I became a Partner at Pixelgrade, which means a bunch of things, but the most relevant one is the acknowledgment that I have a significant impact and plenty of freedom to shape my path.
If you think about the financial benefit only, please think twice, do some math, and you’ll see that there’s no fortune. Of course, I am super grateful for the extra money I earn, but that’s not the primary driver for being here. And if you put a price on the sacrifices and compromises, you’ll see that no money in the world pays it off.
Another big win was the valuable collaboration with Adriana, who helped us define the mission, vision, and the values which guide all our decisions: big and small. From how we recruit, how we fire, how we eat at lunch until how we develop new digital products, how we run marketing campaigns, and so on. I still believe that we couldn’t have done it without her. Thank you!
I am beyond happy for the outcome of our leadership huddle and how we managed to surface our why and how to protect it in the long run.
- From saying to doing is a long road. Everything seems logical, motivational and beautiful on paper, but things are far more complicated when you need to put values in practice and make it consistently. Do what you preach for sounds like a piece of cake, but observe actively and see how many people keep their promises.
- Vulnerability at the center of the leadership crew. It’s hard as fuck to be open, transparent, kind, empathic, tolerant while sharing painful stuff. Entrepreneurship is a tough job that doesn’t end at 6, 7, 9 pm or 2 am in the morning, and most of the time you don’t have many serenity moments to fuel your energy pipeline.

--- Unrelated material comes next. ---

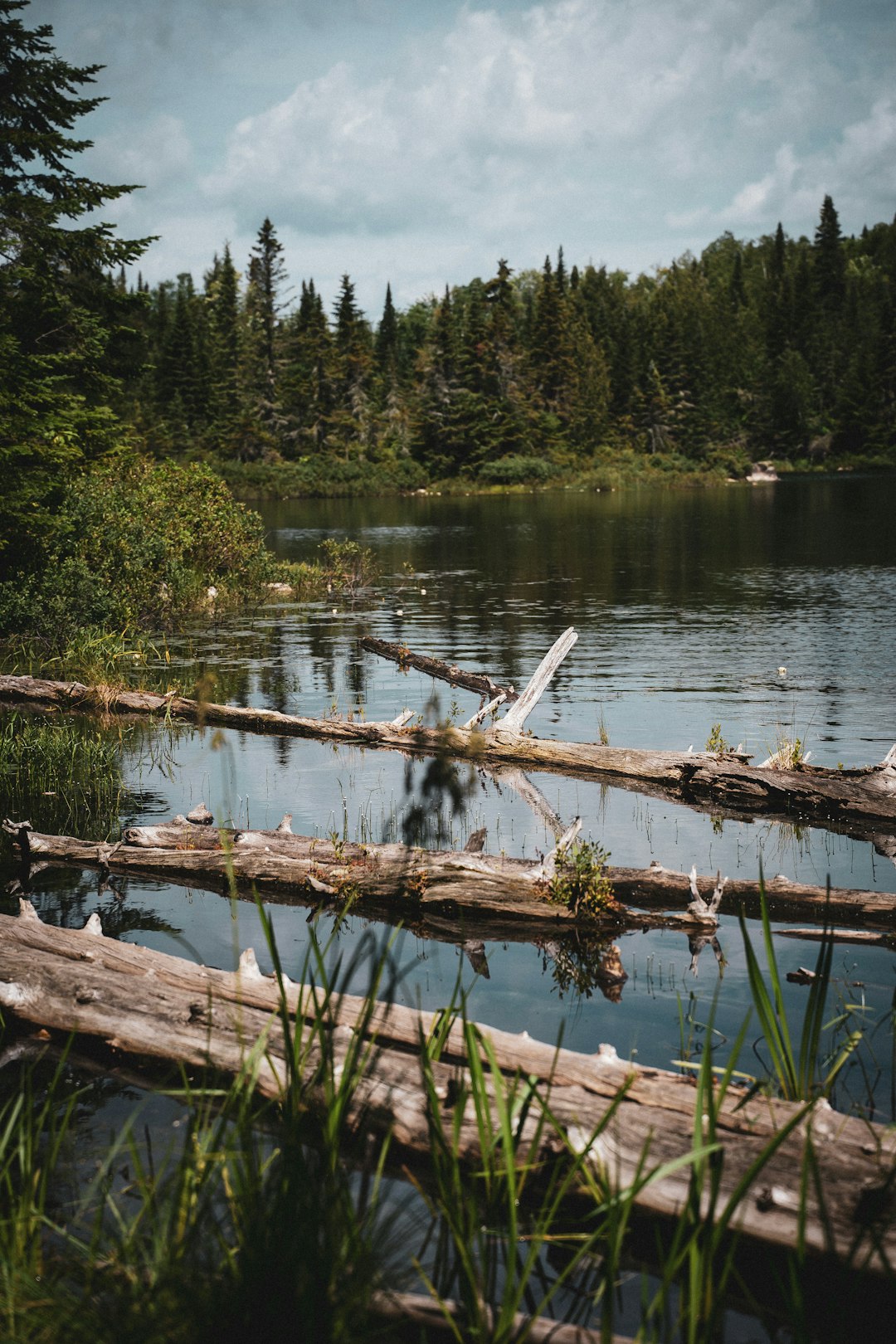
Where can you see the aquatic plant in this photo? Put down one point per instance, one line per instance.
(805, 1071)
(579, 880)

- No healthy career path implies skipping steps. There’s such a rush for most of the people to climb the social ladder that they have no idea what they want to achieve in the first place. I learned that you need to walk through every single step and have a first-hand experience. You can’t just choose what’s nice and sexy.
I failed a couple of times (and it was crushing)

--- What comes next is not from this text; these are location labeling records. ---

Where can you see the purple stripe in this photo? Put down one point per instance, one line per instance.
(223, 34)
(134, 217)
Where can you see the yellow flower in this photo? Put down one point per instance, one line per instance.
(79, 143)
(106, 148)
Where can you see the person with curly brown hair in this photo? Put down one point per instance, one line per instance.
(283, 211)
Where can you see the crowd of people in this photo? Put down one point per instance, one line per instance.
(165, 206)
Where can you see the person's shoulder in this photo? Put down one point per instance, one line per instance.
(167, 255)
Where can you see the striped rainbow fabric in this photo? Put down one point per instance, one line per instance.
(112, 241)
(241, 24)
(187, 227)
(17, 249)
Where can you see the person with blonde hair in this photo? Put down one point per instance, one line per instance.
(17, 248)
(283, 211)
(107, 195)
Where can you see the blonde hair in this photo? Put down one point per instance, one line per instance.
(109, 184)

I am proud to admit that I also made some painful mistakes. The reason why I’m proud is not that I am narcissistic and I live in illusion, is because there’s no way to become better if you don’t screw it up. I was super down while being in the middle of the tsunami and unfortunately I made a few people suffer, but not because I wanted to, but because I did not know how to handle some situations. Therefore, I want to say sorry publicly:
- To Diana, who almost got hired and on the final lap I stopped everything and let her super confused. I did that because I noticed (a bit late) that she does not fit our culture and values, but I did not know that at the time being. I felt more than I could put in words. I am sorry.

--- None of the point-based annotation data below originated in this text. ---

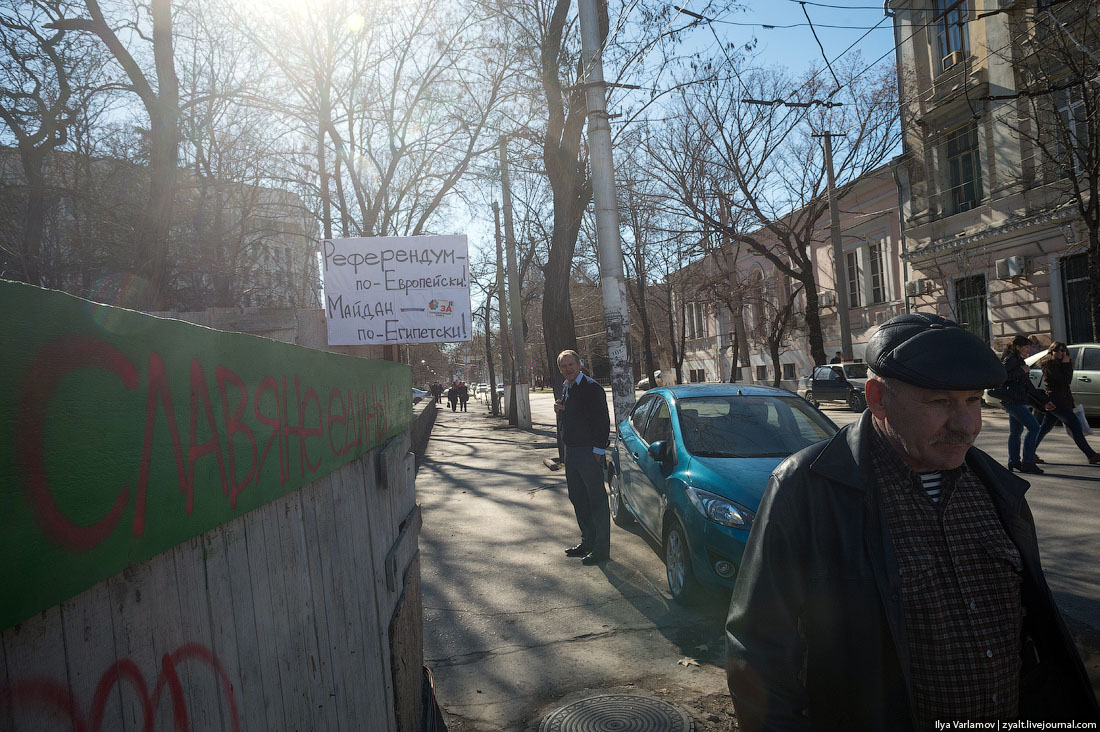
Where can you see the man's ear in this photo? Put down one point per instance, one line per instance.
(876, 393)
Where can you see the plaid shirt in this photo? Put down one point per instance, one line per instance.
(960, 577)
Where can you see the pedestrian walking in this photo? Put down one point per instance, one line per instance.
(1057, 377)
(585, 427)
(892, 578)
(1015, 394)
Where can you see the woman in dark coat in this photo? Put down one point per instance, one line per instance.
(1057, 377)
(1015, 394)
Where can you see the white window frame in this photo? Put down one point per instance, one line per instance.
(950, 18)
(854, 276)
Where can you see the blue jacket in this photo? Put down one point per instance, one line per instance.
(585, 422)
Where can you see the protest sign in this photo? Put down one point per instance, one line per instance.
(396, 290)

- To Andrei and Robert for how I let them go. Even though it was a collective exercise (with Vlad and George), I feel like we could have done better both during our collaboration, but also when we shared the ugly news. I hope one day you will get over it.
- To Vlad and George for not being brave enough every single time when we needed most. As an initiator of our leadership huddle (Poiana lui Iocan) I wasn’t always centered to make the most out of our gatherings. I’m giving my best.
When Alex empowered me to come at Pixelgrade and have a talk with Vlad and George I had no clue that three years later I would be writing this story. I did not plan anything unless alignment with my values to let them help me navigate through all kinds of uncertainties. This is all I have.
Today, it seems like Jonah Sachs was right when he described the endeavor of building something meaningful: sometimes you are on the wave, and everything looks awesome, and suddenly you find yourself in the belly of the beast. What matters is if you dare to get out from there to shine again. I do.